President Donald Trump on March 11 condemned violence against Tesla dealerships and said he would consider labeling perpetrators as domestic terrorists, following multiple acts of vandalism and demonstrations at the electric vehicle company’s showrooms throughout the United States.
“I will do that, I’ll do it. I’m going to stop them,” Trump said when asked if he would consider labeling the individuals carrying out the violence as domestic terrorists.
The president told reporters his administration is already aware of who some of the people are behind the attacks, adding that law enforcement will soon apprehend them.
“Those people are going to go through a big problem when we catch them. We’ve got a lot of cameras up, we already know who some of them are. We’re going to catch them. And they’re bad guys. They’re the same guys that screw around with our schools and universities, the same garbage,” Trump said.
Trump described Tesla as “a great American company” that “supplies so many people in jobs that others are unable to do.”

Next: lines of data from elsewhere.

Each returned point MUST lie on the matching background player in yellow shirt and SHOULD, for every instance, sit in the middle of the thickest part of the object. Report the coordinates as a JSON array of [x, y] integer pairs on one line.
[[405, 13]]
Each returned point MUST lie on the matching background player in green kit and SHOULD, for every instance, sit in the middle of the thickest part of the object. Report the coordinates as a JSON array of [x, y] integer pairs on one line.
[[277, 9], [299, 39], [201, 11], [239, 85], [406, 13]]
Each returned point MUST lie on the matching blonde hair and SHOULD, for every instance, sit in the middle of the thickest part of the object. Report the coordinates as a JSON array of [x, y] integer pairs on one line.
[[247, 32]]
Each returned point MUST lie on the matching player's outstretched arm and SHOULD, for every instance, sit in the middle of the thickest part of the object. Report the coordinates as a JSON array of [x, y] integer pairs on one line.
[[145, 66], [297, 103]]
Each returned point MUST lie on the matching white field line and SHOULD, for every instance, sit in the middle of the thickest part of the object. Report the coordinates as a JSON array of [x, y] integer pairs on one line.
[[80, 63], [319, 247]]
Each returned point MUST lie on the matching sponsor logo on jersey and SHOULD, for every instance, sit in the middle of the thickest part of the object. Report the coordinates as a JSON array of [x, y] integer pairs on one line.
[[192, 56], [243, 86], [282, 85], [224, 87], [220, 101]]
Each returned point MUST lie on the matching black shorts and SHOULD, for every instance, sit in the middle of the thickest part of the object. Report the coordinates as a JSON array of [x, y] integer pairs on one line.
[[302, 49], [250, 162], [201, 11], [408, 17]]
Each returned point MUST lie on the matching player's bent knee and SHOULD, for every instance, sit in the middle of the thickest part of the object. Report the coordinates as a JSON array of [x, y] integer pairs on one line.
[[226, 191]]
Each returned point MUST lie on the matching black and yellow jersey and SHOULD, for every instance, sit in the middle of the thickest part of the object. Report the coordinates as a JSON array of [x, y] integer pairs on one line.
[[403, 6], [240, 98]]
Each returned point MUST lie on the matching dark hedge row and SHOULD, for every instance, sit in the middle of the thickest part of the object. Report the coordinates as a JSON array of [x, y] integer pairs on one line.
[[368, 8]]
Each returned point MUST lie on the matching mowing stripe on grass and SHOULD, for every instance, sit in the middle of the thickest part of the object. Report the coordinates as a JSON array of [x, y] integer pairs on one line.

Trump’s comments come as police are investigating a series of attacks on Tesla showrooms and charging stations across the country amid backlash over Musk’s role in cuts to the federal workforce and the cancellation of contracts made by the U.S. Agency for International Development to fund programs around the world.
The Trump administration’s Department of Government Efficiency, which has been tasked with rooting out waste, fraud, and abuse in federal operations, is led, in part, by special adviser Musk.
In a separate incident on March 3, seven charging stations were set on fire at a mall outside of Boston, with the Littleton Police Department describing it as “suspicious in nature.”
A group claiming to be an organizer of the “Tesla Takedown” protests said in a statement on the social media platform Bluesky that it was peaceful and opposed violence.
“Peaceful protest on public property is not domestic terrorism. They are trying to intimidate us. We will not let them succeed,” the group stated while calling for people to join the protests.